The nine proposed sectors for LIS are:
WESTERN SECTORS:
    1:  Bronx-Westchester/NorthernNassau, where both sides are/have CBCs.
    2:  Greenwich-Stamford/Huntington, where Greenwich-Stamford is a CBC.
    3:  Westport/Smithtown, where both are CBCs.
MIDDLE SECTORS:
    4:  Stratford-Milford/RockyPoint, where Stratford-Milford is a CBC.
    5:  NewHaven/Calverton, where NewHaven is a CBC.
    6:  Guilford/Mattituck, where neither are CBCs.
EASTERN SECTORS:
    7:  OldLyme/Orient, where both are CBCs.
    8:  NewLondon/GardinersIsland, where NewLondon is a CBC.
    9:  Napatree/Montauk, where both are CBCs.

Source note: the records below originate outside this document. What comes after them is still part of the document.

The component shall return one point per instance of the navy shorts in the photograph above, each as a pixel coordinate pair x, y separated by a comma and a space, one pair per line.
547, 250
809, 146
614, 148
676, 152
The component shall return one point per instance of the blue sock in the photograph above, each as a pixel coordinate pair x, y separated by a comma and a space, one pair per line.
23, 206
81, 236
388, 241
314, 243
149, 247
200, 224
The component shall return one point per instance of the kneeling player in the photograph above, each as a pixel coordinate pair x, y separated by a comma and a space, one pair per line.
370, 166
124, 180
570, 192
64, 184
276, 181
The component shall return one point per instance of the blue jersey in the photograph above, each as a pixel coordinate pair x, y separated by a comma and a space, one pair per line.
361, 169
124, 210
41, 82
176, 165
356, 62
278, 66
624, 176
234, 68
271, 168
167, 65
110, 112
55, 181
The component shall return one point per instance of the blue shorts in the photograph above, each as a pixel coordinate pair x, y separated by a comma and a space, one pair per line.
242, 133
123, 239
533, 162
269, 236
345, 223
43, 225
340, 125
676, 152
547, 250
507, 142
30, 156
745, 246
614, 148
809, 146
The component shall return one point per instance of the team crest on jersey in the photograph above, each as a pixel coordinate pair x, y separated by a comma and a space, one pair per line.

Our 300 LIS eBird reports (and some other reports) can be much more precise, of course, but it may be useful to aggregate all sightings into these nine sectors (27 sub-sectors) for standardized reporting, for 2013 and future years (to simplify and standardize year-to-year comparisons). We will retain the exact locations of birds (e.g., latitude/longitude, or the exact promontory where birds were seen from) where we know them, especially to facilitate some historical comparisons during future years, but we will create a summary report at this "LCD" lowest common denominator of granularity, the 27 sub-sectors, where possible (and it should be possible in almost every case to do that, for every bird).

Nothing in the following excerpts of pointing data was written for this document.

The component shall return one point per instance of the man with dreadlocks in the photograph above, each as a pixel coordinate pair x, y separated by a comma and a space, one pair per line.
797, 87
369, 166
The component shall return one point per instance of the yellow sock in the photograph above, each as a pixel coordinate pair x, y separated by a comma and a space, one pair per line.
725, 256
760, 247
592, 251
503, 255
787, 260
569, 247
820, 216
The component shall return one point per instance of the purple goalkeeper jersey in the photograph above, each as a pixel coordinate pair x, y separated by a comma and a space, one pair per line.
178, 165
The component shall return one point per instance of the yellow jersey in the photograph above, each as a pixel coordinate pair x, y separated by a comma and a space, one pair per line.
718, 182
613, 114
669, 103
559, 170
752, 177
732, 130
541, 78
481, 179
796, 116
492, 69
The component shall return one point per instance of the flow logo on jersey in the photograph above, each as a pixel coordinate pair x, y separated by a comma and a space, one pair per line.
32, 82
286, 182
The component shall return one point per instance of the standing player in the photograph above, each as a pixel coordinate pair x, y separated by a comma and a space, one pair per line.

The yellow ovals shown on the map above are sector approximations, and the actual sector boundaries will be refined and aligned to the CBC circle limits, where there are CBCs. Every square inch of LIS will be covered by one sector. Note that much of sector 8 and especially sector 9 are outside our LIS study area, but we are defining those sectors for possible future comparisons (we use the long-standing Montauk CBC, in sector 9, as a benchmark for multi-decade comparisons, especially because it is at the ocean gateway into LIS).

These locational sectors will be used in our database for our LIS Bird Count, but we are not currently planning to plot species reports on an actual visual map of LIS, largely because the locational precision of our data is too heterogeneous, and because the GIS work would be too demanding, requiring ArcGIS etc. If anyone would like to take on this piece of work, please let me know.

The heterogeneous nature of our data (combining eBird data, with CBC data, with ad hoc reports, with GPS precision cruises across LIS, with several ferry rides, with longitudinal time-series data from Shippan Pt!, etc) is still a challenge, and we are working on the best ways to deal with it.